Moose Hunter Diaries – Day 8 – Coming Home
This is the final post in an 8-part mini-series chronicling my experiences in the 2012 Ontario Moose Hunt. You can find the entire series here (it will update daily as it’s published) or check out previous years (2009, 2010, 2011). The posts appear exactly one-week after they were experienced.
When we went to bed last night we were still unsure of the plans for today. Dad was considering hunting all day and I offered to stay for the hunt as the camp is small. The team decided to wait for the weather to make a decision. When we woke up to rain the decision was easy – we all started to pack up the camp.
I wish I had a list of profound insights or lessons from this year. Some years seem to provide such insights while others are more mysterious. I am certain that I’ve learned lessons – but also that I’m simply too close to the hunt to figure out what they are.

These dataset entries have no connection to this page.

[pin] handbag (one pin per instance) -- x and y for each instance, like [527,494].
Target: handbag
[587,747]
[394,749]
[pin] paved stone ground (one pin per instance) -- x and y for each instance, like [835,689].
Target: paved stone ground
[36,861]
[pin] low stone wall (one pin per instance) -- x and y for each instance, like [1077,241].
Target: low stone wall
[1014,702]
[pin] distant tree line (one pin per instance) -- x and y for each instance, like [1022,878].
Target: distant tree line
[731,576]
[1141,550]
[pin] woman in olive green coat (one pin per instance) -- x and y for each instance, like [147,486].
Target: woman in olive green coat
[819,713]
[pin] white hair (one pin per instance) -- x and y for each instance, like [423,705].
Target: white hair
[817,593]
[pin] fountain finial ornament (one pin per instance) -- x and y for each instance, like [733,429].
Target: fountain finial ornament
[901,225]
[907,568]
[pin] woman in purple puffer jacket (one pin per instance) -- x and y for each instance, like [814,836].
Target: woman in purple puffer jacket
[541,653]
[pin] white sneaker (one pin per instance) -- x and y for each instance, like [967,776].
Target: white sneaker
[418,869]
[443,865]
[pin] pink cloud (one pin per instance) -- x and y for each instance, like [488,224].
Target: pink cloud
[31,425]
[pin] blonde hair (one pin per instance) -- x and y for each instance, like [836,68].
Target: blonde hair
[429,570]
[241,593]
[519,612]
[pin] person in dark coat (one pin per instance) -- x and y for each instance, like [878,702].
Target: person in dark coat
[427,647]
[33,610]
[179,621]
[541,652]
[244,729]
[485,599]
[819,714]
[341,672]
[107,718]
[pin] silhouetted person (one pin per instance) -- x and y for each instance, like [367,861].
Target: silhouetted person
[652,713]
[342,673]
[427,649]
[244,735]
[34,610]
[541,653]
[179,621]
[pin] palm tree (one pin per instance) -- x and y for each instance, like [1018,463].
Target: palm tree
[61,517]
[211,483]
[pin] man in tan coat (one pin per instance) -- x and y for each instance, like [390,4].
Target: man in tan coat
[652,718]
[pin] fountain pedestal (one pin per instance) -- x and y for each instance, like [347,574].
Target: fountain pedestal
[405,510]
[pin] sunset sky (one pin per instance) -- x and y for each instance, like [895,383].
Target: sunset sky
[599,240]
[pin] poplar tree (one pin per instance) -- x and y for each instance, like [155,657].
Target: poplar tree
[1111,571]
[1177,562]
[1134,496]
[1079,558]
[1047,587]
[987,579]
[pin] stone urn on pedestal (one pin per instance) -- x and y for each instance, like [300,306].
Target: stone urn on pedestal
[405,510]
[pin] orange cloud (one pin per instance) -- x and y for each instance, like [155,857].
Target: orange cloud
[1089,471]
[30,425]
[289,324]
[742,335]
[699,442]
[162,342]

When I reflect on the week (which I often do on the long drive home), there area few things that dominate my thoughts:
- Relief that we will have meat in our freezer for the winter. Thankful for the land and creature which paid the ultimate sacrifice for our benefit. There’s not a single meal I will consume involving this moose that I won’t think of it’s death and be thankful for it.
- I’m relaxed and realized just how much time I’ve spent watching and listening this week. The uniqueness of this experience (especially when contrasted with a busy day-to-day schedule) is one I’d love for others to experience; be it by hunting or otherwise.
- My appreciation for moose has never been higher. They are truly spectacular animals and they’ve taught me endless lessons about the woods. I used to think of them as defenseless victims of hunting but my perception has changed considerably (per yesterday’s rant). They are hunted every moment of every day and while their existence is partly defined by that fact it’s also defined by their unbelievable ability to survive.
- My relationship with nature is changing. I have so many more lessons to learn but my comfort in the woods and understanding the forest has noticeably changed. I can feel it in my own confidence and several of the guys have echoed my observations.
The city greeted me with all of her noise, motion and excitement. It’s overwhelming for the first few days; I cringe at sounds that I normally don’t even notice. The screech of a streetcar made me jump and the live music at a bar was so loud (to me) that I had to leave before the end of the first sound.
I stopped at the coin laundromat on the way home. It’s more expensive than doing it at home but saves two days of washing and gets everything done in a few hours. As the final load buzzed I realized my hunt was over and I was home.
I hope you’ve enjoyed the series and would love to hear any feedback. Our hunting series generally cut our traffic by 30-50% and it appears to be similar this year. I’ve taken a few liberties this year with the writing style – specifically I’ve tried to simulate the repetitive experience of sitting and watching with little action before a few brief moments of crazy excitement. I’ve also played a lot with the tenses (moving back and forth between present and past) to try to stimulate the experience of a watch. 5 minutes can feel like 5 hours one day and 5 hours can be like 5 minutes the next. One memory fades into another and time almost disappears into the moment. It’s more of a disorienting and uncomfortable experience than anything deeply philosophical. I hope that aspects of that experience translated. Thanks for sticking with us! The recipes for moose heart and tongue will be posted before long!